Hormonal therapy is only beneficial in certain types of endometrial cancer. It was once thought to be beneficial in most cases. If a tumor is well-differentiated and known to have progesterone and estrogen receptors, progestins may be used in treatment. About 25% of metastatic endometrioid cancers show a response to progestins. Also, endometrial stromal sarcomas can be treated with hormonal agents, including tamoxifen, 17-hydroxyprogesterone caproate, letrozole, megestrol acetate, and medroxyprogesterone. This treatment is effective in endometrial stromal sarcomas because they typically have estrogen and/or progestin receptors. Progestin receptors function as tumor suppressors in endometrial cancer cells. Preliminary research and clinical trials have shown these treatments to have a high rate of response even in metastatic disease.
The tumor marker CA-125 is frequently elevated in endometrial cancer and can be used to monitor response to treatment, particularly in serous cell cancer or advanced disease. Periodic MRIs or CT scans may be recommended in advanced disease and women with a history of endometrial cancer should receive more frequent pelvic examinations for the five years following treatment. Examinations conducted every three to four months are recommended for the first two years following treatment, and every six months for the next three years.
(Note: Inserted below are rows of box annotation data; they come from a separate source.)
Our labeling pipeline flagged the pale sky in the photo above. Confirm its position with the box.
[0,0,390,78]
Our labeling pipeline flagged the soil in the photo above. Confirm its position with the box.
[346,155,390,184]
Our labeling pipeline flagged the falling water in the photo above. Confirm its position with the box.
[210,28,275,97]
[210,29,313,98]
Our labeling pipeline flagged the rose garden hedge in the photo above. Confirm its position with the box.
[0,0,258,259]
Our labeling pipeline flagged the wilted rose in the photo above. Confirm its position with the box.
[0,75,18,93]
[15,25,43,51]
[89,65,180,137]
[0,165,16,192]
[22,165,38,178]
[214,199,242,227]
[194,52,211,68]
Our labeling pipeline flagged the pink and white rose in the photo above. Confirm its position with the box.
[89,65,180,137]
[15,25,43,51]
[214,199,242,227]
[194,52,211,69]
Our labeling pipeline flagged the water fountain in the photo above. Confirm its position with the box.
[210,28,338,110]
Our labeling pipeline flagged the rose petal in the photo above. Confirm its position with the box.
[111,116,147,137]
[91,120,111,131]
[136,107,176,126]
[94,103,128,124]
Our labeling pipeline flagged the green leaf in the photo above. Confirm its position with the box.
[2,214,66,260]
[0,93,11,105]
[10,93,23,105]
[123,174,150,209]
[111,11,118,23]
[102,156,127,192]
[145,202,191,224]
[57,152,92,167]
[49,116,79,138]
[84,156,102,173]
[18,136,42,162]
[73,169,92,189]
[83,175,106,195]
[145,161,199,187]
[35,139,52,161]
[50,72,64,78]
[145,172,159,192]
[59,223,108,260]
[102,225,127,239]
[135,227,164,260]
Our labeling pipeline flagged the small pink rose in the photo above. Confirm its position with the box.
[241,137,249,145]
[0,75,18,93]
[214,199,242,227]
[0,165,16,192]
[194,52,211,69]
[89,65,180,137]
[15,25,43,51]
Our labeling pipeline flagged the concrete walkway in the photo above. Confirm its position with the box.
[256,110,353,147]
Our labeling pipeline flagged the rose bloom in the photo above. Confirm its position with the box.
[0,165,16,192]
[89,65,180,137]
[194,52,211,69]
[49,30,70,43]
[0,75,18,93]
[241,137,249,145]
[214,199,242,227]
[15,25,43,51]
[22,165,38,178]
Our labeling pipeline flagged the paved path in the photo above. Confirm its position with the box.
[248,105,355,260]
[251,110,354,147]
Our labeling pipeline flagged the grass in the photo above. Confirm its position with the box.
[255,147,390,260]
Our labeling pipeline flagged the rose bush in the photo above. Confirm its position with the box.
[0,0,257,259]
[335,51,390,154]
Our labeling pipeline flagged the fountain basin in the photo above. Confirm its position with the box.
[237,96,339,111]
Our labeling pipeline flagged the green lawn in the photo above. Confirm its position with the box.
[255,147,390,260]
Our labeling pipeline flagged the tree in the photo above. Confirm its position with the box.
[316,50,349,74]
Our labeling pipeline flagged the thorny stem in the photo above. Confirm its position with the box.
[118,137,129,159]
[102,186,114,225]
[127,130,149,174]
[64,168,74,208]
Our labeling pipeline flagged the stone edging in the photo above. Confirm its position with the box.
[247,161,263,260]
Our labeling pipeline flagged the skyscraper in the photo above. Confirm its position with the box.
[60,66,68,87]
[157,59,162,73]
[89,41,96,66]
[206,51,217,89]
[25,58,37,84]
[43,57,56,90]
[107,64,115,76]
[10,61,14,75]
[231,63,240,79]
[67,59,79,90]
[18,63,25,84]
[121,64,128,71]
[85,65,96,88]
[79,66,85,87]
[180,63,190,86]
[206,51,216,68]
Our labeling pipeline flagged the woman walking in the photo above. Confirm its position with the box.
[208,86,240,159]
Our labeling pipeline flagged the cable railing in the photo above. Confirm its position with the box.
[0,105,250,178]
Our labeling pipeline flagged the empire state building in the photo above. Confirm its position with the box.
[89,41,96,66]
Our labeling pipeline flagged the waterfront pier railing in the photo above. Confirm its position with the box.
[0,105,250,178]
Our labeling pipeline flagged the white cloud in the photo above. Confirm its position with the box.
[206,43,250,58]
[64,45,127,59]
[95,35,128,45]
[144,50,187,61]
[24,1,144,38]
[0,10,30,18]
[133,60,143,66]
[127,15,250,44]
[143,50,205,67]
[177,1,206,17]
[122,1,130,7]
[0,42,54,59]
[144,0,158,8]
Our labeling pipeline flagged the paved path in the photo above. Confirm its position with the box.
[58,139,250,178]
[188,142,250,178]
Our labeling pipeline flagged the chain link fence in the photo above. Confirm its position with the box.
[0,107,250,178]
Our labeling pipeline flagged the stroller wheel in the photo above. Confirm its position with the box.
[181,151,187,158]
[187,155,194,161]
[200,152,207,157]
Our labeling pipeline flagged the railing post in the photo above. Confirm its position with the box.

Women with endometrial cancer should not have routine surveillance imaging to monitor the cancer unless new symptoms appear or tumor markers begin rising. Imaging without these indications is discouraged because it is unlikely to detect a recurrence or improve survival, and because it has its own costs and side effects. If a recurrence is suspected, PET/CT scanning is recommended.